Future Perspectives on Baryon Form Factor Measurements with BES III

Department of Physics and Astronomy, Uppsala University, Box 516, S-75120 Uppsala, Sweden

^a e-mail: karin.schonning@physics.uu.se

Published online: 22 March 2017

Abstract

The electromagnetic structure of hadrons, parameterised in terms of electromagnetic form factors, EMFF’s, provide a key to the strong interaction. Nucleon EMFF’s have been studied rigorously for more than 60 years but the new techniques and larger data samples available at modern facilities have given rise to a renewed interest for the field. Recently, the access to hyperon structure by hyperon time-like EMFF provides an additional dimension. The BEijing Spectrometer (BES III) at the Beijing Electron Positron Collider (BEPC-II) in China is the only running experiment where time-like baryon EMFF’s can be studied in the e⁺e⁻ → BB̅ reaction.
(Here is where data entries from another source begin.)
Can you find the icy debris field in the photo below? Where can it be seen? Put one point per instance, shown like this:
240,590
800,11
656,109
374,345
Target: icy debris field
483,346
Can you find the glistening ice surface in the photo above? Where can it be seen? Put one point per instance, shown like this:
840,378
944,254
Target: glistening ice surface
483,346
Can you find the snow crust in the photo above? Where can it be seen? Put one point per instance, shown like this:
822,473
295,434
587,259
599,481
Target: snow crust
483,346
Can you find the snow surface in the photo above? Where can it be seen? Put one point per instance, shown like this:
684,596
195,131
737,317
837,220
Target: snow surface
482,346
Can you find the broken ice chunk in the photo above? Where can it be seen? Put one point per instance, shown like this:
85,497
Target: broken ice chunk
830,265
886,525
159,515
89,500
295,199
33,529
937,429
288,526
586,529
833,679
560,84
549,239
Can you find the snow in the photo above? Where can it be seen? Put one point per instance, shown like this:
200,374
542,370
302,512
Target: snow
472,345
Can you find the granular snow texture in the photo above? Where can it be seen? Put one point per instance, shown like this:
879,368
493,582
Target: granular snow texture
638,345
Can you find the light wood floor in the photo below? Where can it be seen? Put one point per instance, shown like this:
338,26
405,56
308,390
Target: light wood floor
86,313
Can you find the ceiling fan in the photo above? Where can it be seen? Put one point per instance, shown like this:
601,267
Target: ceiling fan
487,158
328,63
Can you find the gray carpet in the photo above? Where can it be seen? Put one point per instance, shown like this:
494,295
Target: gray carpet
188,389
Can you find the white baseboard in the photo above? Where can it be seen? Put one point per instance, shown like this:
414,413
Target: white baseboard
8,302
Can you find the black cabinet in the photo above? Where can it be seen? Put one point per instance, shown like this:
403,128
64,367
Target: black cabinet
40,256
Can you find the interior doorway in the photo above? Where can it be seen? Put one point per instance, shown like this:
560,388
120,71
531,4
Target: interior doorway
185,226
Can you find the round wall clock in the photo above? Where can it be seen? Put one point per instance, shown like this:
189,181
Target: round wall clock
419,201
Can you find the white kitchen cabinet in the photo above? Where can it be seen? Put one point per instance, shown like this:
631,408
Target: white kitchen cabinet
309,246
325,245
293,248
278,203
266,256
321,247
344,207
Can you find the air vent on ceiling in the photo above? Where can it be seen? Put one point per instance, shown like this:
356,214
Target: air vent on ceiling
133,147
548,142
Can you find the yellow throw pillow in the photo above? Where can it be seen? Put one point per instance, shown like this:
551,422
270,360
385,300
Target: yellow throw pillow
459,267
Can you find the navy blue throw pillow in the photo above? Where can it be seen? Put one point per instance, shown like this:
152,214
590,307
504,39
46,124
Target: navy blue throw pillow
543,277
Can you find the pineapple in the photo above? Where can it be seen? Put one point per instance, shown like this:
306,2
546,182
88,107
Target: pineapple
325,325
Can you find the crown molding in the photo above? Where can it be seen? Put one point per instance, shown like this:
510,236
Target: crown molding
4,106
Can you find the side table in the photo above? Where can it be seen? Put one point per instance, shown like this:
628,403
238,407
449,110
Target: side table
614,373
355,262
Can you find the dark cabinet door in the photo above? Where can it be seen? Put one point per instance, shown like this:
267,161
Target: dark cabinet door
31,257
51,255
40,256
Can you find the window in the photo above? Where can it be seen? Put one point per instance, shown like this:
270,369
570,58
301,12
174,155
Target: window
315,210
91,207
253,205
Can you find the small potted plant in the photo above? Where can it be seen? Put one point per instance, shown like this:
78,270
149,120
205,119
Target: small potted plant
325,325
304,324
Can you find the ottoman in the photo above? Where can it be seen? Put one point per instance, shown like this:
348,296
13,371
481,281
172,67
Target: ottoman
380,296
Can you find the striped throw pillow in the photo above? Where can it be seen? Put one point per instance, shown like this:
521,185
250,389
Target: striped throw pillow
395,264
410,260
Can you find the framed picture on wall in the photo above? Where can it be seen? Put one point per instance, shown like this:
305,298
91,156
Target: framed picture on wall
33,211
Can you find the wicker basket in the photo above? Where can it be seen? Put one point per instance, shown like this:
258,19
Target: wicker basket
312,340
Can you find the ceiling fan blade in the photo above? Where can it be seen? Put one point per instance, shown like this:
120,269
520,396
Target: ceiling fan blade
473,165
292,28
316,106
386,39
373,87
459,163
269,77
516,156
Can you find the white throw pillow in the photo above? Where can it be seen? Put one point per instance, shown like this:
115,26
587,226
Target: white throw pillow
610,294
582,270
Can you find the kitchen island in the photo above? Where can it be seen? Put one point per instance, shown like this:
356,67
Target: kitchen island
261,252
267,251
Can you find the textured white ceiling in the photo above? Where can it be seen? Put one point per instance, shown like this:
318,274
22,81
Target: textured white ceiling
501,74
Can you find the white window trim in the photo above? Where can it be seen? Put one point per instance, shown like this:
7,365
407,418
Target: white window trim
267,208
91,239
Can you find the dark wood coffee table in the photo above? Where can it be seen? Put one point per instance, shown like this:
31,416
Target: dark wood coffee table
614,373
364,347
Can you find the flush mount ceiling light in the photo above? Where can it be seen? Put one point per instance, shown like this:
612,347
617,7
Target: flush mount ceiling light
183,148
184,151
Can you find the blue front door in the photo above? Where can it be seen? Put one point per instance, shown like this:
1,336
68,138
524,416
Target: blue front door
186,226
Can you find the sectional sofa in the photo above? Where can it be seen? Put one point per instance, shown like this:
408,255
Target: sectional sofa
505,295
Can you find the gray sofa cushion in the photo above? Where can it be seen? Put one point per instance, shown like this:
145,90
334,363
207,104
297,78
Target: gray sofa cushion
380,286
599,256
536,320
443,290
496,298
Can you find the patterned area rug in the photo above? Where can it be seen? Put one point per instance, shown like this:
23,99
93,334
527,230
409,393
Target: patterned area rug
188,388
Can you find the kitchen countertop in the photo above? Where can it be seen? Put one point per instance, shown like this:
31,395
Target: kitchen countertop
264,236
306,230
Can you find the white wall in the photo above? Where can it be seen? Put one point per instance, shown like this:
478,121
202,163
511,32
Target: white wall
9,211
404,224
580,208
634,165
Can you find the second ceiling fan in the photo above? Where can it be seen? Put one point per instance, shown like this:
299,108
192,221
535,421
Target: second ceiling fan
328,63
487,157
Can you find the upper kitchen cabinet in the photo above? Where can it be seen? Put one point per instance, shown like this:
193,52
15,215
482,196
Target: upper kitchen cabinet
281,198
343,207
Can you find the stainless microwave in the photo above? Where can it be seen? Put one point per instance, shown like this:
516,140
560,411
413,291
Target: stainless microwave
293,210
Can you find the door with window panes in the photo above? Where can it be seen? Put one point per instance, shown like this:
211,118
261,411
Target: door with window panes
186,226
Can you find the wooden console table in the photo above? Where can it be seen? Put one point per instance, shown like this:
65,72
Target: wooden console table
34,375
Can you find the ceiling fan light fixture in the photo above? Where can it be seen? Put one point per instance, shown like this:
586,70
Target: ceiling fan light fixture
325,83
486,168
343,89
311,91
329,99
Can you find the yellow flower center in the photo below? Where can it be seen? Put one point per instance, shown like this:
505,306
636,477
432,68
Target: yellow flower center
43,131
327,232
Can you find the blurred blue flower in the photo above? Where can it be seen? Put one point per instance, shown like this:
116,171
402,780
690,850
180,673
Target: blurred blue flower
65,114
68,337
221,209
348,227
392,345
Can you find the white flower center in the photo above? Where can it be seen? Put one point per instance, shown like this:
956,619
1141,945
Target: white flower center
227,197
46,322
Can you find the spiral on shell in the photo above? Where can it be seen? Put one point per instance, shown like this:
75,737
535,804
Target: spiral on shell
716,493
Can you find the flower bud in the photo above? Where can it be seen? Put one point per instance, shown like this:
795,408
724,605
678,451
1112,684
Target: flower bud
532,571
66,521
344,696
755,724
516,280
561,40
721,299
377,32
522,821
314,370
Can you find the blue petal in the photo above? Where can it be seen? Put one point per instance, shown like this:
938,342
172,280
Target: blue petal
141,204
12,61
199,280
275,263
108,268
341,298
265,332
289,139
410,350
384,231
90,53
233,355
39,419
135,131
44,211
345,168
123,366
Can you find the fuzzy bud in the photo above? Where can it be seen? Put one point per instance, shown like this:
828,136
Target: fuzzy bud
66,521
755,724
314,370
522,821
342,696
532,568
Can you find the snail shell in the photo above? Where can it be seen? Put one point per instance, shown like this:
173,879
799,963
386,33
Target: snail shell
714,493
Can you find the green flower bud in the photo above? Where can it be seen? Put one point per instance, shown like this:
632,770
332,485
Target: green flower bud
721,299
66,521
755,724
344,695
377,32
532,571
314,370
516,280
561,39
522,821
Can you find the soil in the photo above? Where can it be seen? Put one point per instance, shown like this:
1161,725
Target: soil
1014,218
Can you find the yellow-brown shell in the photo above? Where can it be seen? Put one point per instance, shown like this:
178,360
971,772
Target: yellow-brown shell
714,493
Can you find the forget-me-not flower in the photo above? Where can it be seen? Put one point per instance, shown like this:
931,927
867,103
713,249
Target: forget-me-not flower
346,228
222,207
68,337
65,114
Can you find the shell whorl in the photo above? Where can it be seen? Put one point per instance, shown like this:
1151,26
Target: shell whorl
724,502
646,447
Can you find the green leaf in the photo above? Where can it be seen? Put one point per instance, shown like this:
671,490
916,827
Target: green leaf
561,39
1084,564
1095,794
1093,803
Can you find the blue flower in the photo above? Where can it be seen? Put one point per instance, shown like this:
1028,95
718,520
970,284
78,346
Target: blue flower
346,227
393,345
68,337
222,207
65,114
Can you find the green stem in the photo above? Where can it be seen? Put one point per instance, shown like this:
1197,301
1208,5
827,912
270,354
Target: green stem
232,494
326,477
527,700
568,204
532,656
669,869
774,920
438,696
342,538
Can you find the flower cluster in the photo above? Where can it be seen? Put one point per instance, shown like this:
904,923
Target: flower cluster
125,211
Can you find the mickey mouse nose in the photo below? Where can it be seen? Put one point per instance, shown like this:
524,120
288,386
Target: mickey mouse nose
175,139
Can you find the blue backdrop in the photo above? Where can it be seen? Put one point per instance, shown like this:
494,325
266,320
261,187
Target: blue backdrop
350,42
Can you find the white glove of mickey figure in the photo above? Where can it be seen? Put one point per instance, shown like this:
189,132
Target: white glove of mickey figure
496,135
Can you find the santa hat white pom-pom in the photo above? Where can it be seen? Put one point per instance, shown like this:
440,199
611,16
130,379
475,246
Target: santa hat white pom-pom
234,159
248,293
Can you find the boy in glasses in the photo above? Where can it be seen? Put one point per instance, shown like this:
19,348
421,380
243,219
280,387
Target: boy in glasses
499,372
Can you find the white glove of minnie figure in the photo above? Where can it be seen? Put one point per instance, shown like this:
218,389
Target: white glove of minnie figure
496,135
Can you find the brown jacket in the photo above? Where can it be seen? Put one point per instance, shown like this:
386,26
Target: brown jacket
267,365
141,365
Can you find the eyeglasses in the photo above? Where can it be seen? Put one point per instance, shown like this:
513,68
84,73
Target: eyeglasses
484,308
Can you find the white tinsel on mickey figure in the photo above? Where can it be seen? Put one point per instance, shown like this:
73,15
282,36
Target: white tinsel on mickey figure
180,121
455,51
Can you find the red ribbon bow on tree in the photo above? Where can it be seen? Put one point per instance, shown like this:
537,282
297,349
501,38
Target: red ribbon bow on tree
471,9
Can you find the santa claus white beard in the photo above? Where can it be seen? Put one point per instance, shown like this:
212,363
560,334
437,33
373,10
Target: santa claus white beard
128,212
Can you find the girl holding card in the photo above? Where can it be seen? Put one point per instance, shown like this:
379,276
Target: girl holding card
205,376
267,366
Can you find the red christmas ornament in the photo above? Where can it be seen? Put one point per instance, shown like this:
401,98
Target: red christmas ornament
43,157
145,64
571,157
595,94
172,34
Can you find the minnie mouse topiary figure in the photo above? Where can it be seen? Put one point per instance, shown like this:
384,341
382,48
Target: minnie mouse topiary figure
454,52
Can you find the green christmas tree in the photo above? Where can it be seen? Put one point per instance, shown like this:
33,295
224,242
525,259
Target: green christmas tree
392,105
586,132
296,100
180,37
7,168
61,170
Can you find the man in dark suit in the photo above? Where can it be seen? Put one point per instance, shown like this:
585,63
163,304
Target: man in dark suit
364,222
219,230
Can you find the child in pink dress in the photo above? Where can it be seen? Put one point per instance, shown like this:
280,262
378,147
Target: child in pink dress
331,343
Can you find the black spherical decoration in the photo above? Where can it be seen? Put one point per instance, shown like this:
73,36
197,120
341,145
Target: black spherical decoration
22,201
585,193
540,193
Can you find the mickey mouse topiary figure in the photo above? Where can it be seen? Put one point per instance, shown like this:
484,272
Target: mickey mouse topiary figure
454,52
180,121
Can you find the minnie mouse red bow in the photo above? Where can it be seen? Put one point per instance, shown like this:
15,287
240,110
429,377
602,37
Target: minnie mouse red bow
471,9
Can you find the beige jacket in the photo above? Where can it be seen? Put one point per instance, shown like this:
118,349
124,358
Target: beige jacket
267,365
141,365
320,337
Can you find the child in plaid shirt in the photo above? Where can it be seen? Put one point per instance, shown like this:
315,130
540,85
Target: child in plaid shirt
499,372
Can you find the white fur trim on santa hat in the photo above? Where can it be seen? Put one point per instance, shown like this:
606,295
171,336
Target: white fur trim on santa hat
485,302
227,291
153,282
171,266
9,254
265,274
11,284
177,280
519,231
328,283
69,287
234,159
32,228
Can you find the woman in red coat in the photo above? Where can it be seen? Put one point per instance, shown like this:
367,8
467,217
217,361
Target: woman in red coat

The BES III detector is an excellent tool for baryon form factor measurements thanks to its near 4π coverage, precise tracking, PID and calorimetry. All hyperons in the SU(3) spin 1/2 octet and spin 3/2 decuplet are energetically accessible within the BEPC-II energy range. Recent data on proton and Λ hyperon form factors will be presented. Furthermore, a world-leading data sample was collected in 2014-2015 for precision measurements of baryon form factors. In particular, the data will enable a measurement of the relative phase between the electric and the magnetic form factors for Λ and Λ_c⁺ and hyperons. The modulus of the phase can be extracted from the hyperon polarisation, which in turn is experimentally accessible via the weak, parity violating decay. Furthermore, from the spin correlation between the outgoing hyperon and antihyperon, the sign of the phase can be extracted. This means that the time-like form factors can be completely determined for the first time. The methods will be outlined and the prospects of the BES III form factor measurements will be given. We will also present a planned upgrade of the BES III detector which is expected to improve future form factor measurements.